In deze zaak, behandeld door de Rechtbank Rotterdam, heeft de kantonrechter op 13 mei 2022 uitspraak gedaan in een geschil tussen een eiseres en een gedaagde over een arbeidsovereenkomst. De eiseres, vertegenwoordigd door haar gemachtigde mr. N.R. Schaap, vorderde betaling van achterstallig salaris en vakantietoeslag van de gedaagde, die aanvankelijk werd vertegenwoordigd door mr. L.R.T. Peeters maar later in persoon procedeerde. De procedure volgde op een tussenvonnis van 21 januari 2022, waarin de gedaagde was toegelaten tot het leveren van tegenbewijs met betrekking tot de arbeidsovereenkomst die volgens de eiseres sinds 1 november 2019 bestond.

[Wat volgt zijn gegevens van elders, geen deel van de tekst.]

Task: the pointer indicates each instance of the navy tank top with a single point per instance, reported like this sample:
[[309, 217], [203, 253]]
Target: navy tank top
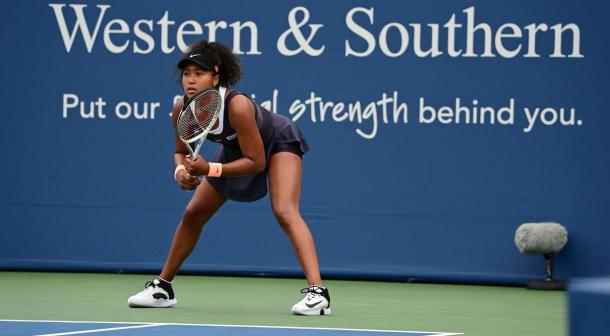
[[273, 128]]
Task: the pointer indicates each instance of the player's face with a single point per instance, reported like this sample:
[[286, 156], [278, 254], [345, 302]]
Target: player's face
[[195, 79]]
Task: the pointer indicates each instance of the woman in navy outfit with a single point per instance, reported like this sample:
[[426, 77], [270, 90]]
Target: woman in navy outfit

De kantonrechter heeft vastgesteld dat de gedaagde niet heeft gereageerd op de mogelijkheid om tegenbewijs te leveren en dat er geen verweer is gevoerd tegen de hoogte van de loonvordering. Hierdoor ging de kantonrechter er vanuit dat de arbeidsovereenkomst inderdaad bestond en dat de loonvordering van de eiseres toewijsbaar was. De kantonrechter heeft de gedaagde veroordeeld tot betaling van een bedrag van € 48.600,72 bruto aan salaris over de periode van mei 2020 tot en met juni 2021, evenals een maandelijks salaris van € 3.471,48 bruto vanaf juli 2021.
Daarnaast werd de gedaagde veroordeeld tot betaling van vakantietoeslag en wettelijke verhogingen. De kantonrechter wees echter de vordering van de eiseres tot onkostenvergoeding van € 5.371,02 netto af, omdat deze onvoldoende onderbouwd was. Ook de vordering tot vergoeding van buitengerechtelijke incassokosten werd afgewezen. De gedaagde werd verder veroordeeld in de proceskosten, met een specificatie van de bedragen die aan de eiseres moesten worden vergoed. Het vonnis werd uitvoerbaar bij voorraad verklaard, en het meer of anders gevorderde werd afgewezen.